7 主の使いは、荒野の泉のほとり、シュルへの道にある泉のほとりで、彼女を見つけ、8 「サライの女奴隷ハガル。あなたはどこから来て、どこへ行くのか」と尋ねた。彼女は答えた。「私の女主人サライのところから逃げているところです。」9 そこで、主の使いは彼女に言った。「あなたの女主人のもとに帰りなさい。そして、彼女のもとで身を低くしなさい。」10 また、主の使いは彼女に言った。「あなたの子孫は、わたしが大いにふやすので、数えきれないほどになる。」

11 さらに、主の使いは彼女に言った。「見よ。あなたはみごもっている。男の子を産もうとしている。その子をイシュマエルと名づけなさい。主があなたの苦しみを聞き入れられたから。12 彼は野生のろばのような人となり、その手は、すべての人に逆らい、すべての人の手も、彼に逆らう。彼はすべての兄弟に敵対して住もう。」13 そこで、彼女は自分に語りかけられた主の名を「あなたはエル・ロイ」と呼んだ。それは、ご覧になる方のうしろを私が見て、なおもここにいるとは」と彼女が言ったからである。14 それゆえ、その井戸は、ベエル・ラハイ・ロイと呼ばれた。それは、カデシュとベレデの間にある。15 ハガルは、アブラムに男の子を産んだ。アブラムは、ハガルが産んだその男の子をイシュマエルと名づけた。16 ハガルがアブラムにイシュマエルを産んだとき、アブラムは八十六歳であった。

不妊のサラ

今回の箇所はサラとハガルに焦点があてられています。不妊のサラはどんな行動をとり、それがどのようにハガルに影響を与えたでしょうか。この箇所から何を学びとることが出来るでしょうか。

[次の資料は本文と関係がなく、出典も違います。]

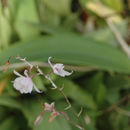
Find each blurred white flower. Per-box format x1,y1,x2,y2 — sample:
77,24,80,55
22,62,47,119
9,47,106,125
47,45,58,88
13,70,41,94
43,102,55,112
48,57,73,77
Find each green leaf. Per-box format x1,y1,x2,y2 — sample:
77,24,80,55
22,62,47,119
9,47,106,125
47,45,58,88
0,33,130,74
0,117,19,130
43,0,70,15
14,0,39,40
0,96,22,109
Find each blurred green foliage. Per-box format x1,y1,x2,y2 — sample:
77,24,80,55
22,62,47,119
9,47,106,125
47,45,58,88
0,0,130,130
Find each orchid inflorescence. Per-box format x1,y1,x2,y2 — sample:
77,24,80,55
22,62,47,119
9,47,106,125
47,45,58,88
6,56,84,130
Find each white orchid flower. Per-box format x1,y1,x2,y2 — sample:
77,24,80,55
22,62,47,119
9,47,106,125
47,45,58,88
43,102,55,112
48,57,73,77
13,70,41,94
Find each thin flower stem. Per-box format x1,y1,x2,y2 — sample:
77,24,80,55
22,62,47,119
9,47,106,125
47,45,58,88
16,57,84,130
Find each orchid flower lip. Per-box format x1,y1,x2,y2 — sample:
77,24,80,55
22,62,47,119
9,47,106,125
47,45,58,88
12,69,42,94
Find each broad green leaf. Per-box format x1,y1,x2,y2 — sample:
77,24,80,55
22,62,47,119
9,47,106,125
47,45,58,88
0,96,22,109
0,5,11,51
14,0,39,40
0,33,130,74
43,0,70,15
0,117,19,130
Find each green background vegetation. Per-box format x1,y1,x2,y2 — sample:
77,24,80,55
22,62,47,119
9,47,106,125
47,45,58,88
0,0,130,130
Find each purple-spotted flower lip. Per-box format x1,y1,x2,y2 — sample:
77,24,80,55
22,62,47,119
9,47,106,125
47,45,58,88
13,70,41,94
48,57,73,77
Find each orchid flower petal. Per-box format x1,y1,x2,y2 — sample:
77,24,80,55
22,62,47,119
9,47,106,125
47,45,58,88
14,70,24,77
33,84,42,93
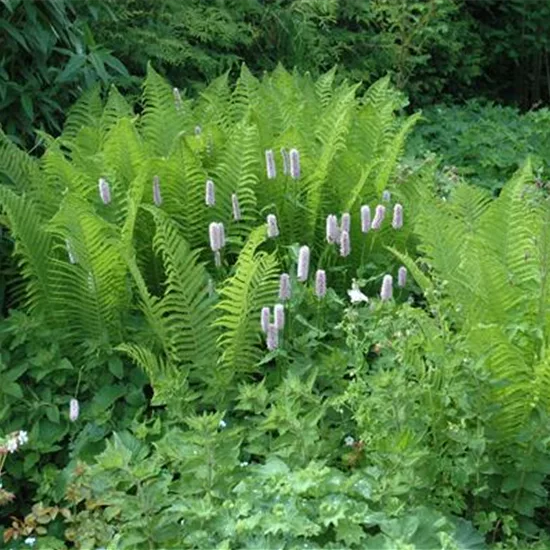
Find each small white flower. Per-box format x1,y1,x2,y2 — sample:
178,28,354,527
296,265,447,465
6,437,18,453
344,435,355,447
348,280,369,304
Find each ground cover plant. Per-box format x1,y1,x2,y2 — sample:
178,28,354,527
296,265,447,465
0,63,550,550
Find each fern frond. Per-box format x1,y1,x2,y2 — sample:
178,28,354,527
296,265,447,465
140,64,189,157
149,208,217,369
215,227,279,377
0,130,39,192
0,185,52,313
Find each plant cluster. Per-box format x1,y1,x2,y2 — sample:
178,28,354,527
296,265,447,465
0,67,550,550
407,101,550,194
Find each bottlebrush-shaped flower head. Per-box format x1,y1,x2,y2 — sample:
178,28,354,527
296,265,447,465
298,245,310,282
231,193,241,222
371,204,386,229
340,231,351,258
98,178,111,204
397,265,407,288
315,269,327,298
391,203,403,229
289,149,300,180
361,204,371,233
265,149,277,180
273,304,285,330
340,212,351,234
204,180,216,206
267,214,279,239
153,176,162,206
208,222,222,252
380,275,393,301
266,323,279,351
326,214,340,244
69,397,80,422
260,307,271,333
279,273,291,302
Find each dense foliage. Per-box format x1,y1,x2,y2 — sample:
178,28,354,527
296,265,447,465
0,0,133,147
407,101,550,193
0,63,550,550
0,0,550,146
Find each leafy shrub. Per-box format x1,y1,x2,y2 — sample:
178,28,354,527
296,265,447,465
397,163,550,533
408,101,550,192
0,312,146,532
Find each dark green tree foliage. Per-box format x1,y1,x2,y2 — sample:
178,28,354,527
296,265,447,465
0,0,128,143
466,0,550,109
94,0,480,103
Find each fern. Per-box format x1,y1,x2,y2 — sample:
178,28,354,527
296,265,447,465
408,158,550,441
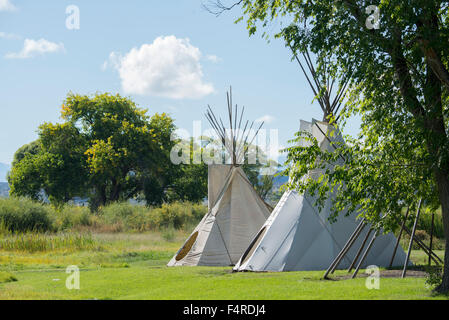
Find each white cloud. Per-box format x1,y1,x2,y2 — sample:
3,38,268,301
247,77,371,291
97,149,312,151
255,114,276,124
206,54,221,63
0,31,20,39
107,36,214,99
0,0,17,11
5,39,65,59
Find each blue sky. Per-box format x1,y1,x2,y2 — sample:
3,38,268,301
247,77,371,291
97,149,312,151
0,0,359,163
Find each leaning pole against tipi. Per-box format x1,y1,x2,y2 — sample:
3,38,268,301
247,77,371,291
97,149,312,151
234,51,405,271
168,88,271,266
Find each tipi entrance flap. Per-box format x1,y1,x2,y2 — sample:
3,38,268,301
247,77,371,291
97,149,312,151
168,165,270,266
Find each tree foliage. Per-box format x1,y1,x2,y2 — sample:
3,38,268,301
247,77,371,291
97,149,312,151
233,0,449,292
9,93,207,209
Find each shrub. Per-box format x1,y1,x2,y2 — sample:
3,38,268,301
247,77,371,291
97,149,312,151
0,198,55,232
54,205,95,230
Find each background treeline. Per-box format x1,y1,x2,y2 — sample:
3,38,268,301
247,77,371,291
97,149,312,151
8,93,273,211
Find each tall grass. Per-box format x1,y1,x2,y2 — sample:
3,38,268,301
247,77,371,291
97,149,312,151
99,202,207,232
0,199,54,232
0,199,207,234
0,233,101,253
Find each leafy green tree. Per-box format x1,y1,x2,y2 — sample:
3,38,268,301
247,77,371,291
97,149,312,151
228,0,449,292
9,93,180,209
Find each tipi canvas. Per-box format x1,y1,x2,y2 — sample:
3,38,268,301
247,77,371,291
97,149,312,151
234,121,405,271
168,165,270,266
168,91,271,266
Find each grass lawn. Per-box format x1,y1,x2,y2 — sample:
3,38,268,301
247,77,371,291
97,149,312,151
0,232,446,300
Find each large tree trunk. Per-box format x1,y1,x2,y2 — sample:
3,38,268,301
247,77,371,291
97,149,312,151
434,169,449,293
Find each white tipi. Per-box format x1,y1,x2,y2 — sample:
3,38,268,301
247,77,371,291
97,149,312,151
168,89,271,266
234,121,405,271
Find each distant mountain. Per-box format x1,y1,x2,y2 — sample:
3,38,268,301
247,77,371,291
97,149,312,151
0,163,11,182
0,182,9,198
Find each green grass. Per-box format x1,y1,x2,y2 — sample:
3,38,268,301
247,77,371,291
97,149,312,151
0,271,17,283
0,230,445,300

今日の社会では様々な生き方の「オプション」が手に入るでしょう。そんな中で神様はどこにおられ、何をなさっているのでしょうか。サラの取ったオプションから見ていきましょう。

法律にかなっていても必ずしも正しいとは限らない

サラの行動は当時の文化風習において当たり前の行動でした。ハムラビ法典などからもわかりますが、古代中近東では奴隷を持つことは法にかなっており、女奴隷によって子孫を繋いでいくのは自然な行動でした。サラがこの方法を取ったのもうなずけます。

しかし、これまでのアブラハムとサラの歩みを見ていくと分かるのは、神にまず尋ね、求める行動を取ると神の恵みが溢れ、自己中心で自力本願の行動を取ると問題が山積みになってきました。

今回も、サラは神に尋ねることなしに、さっさと不妊の解決策として女奴隷に子供を産ませたのです。自分の力で神の与えてくれた約束を成就させようとしたのです。その結果がどうなるかは少しも考えに入れていなかったのです。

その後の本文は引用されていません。